“To London,” says Evelyn, “to wait on the Dutchess of Newcastle (who was a mighty pretender to learning, poetrie and philosophie, and had in both publish’d divers bookes) to the Royal Society, whither she came in greate pomp, and being receiv’d by our Lord President at the Dore of our meeting roome, the mace, etc., carried before him, had several experiments shewed to her. I conducted her Grace to her coach, and return’d home.”

Pepys gives a better account: The Duchess had invited herself; and there had been “much debate, pro and con, it seems many being against it, and we do believe the town will be full of ballads of it.” In the end, gallantry prevailed among the Philosophers; and when Pepys arrived at Arundel House on foot, after his noonday dinner—it was a very hot and dusty day—he found “very much company” in decorous expectation of her Grace. She came, with her attendant women—among them the “Ferabosco,” of whose beauty there had been so much talk among the gallants.
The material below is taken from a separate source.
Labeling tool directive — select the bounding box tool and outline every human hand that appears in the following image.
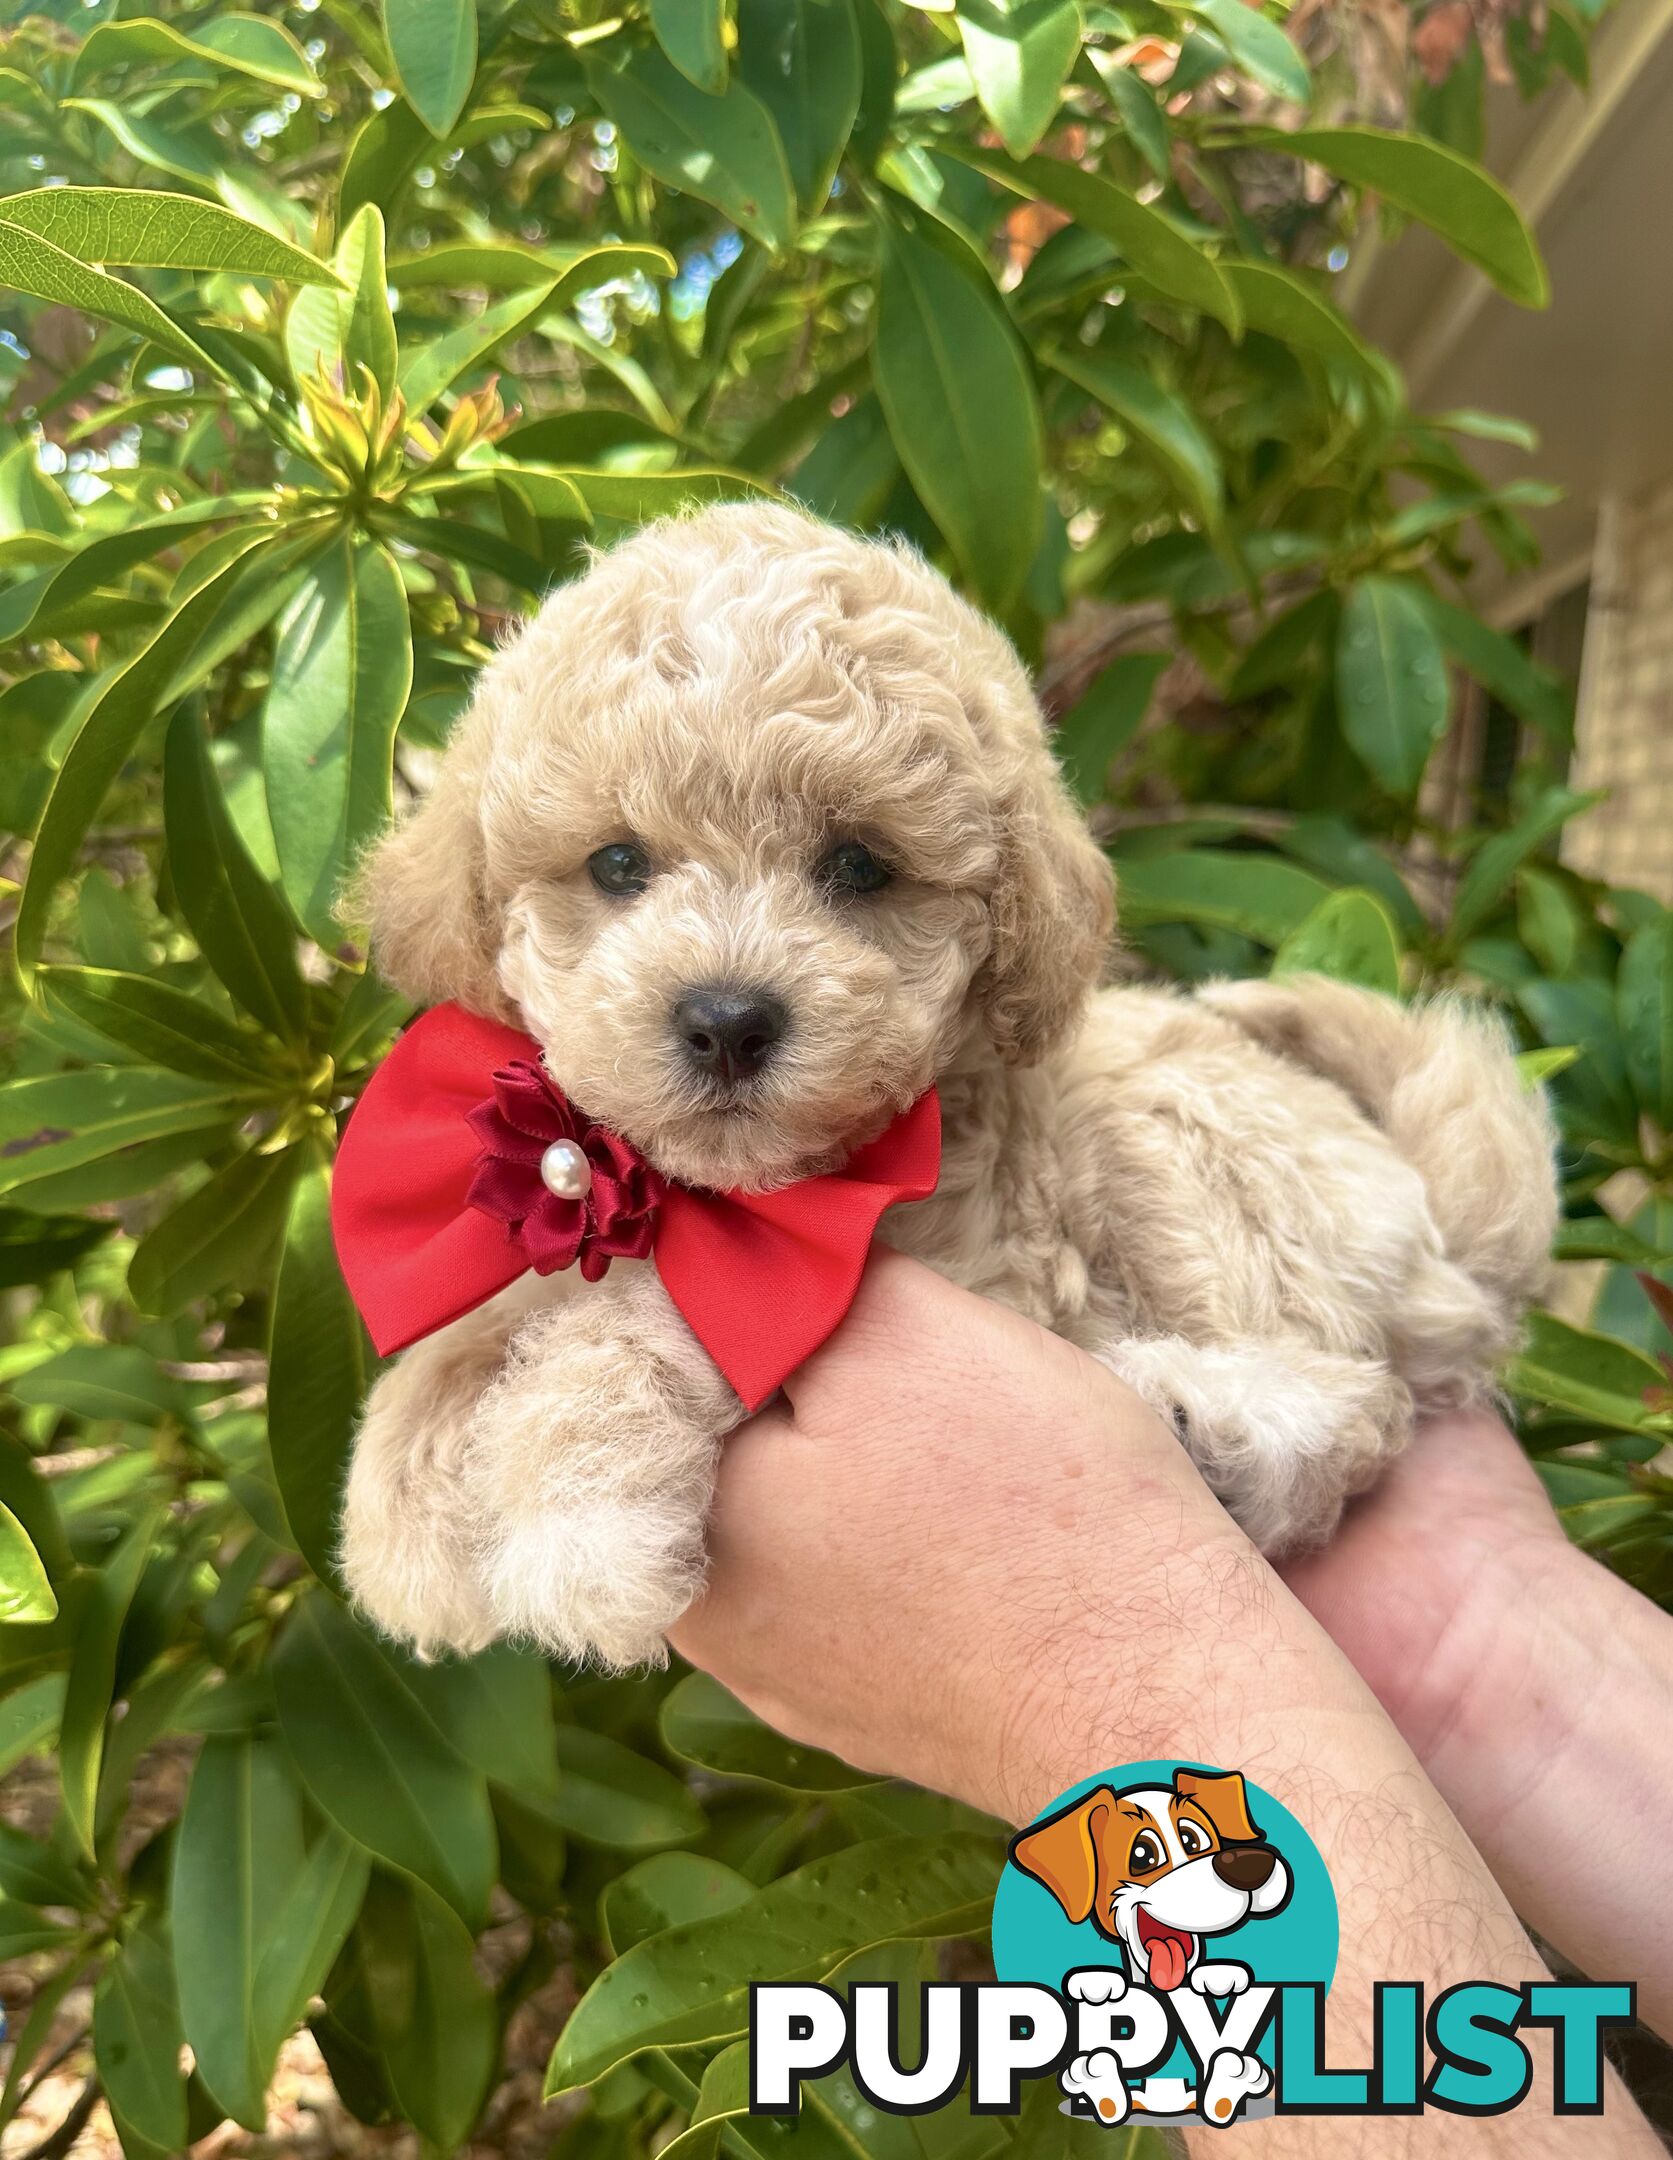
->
[669,1247,1235,1822]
The Duchess herself, in her “antick” dress, disappointed Pepys: “nor did I hear her say anything that was worth hearing, but that she was full of admiration, all admiration.”

The Philosophers showed her all their best experiments—“of colours, loadstones, microscopes, and of liquors.” The chef d’œuvre seems to have been the turning of a piece of roasted mutton into pure blood, “which was very rare,” says Pepys; and then the Duchess and her suite were escorted to her coach again, her Grace still crying that she was “full of admiration.”

That was in May. Before the end of June poor Henry Oldenburg was suddenly clapped into the Tower. The news must have fallen like a thunderbolt at the next Wednesday afternoon meeting of the Society. Their Secretary was in jail.

“I was told yesterday,” wrote Pepys, on June 25th, “that Mr. Oldenburg, our Secretary at Gresham College, is put into the Tower, for writing news to a virtuoso in France, with whom he constantly corresponds on philosophical matters: which makes it very unsafe at this time to write, or almost to do anything.”[317]

Oldenburg was still in custody on August 8 when Evelyn called at the Tower.

“Visited Mr. Oldenburg, now close prisoner in the Tower, being suspected of writing intelligence. I had an order from Lord Arlington, Secretary of State, which caus’d me to be admitted. This Gentleman was Secretary to our Society, and I am confident will prove an innocent person.”

And indeed Oldenburg was soon to be set free. On September 3 he was once more in his own home and writing to Robert Boyle at Oxford—

“I was so stifled by the prison air,” says Oldenburg, “that as soon as I had my enlargement from the Tower I widened it, and took it from London into the Country, to fan myself for some days in the good air of Craford in Kent. Being now returned, and having recovered my stomach, which I had in a manner quite lost, I intend, if God will, to fall to my old trade,[318] if I have any support to follow it.”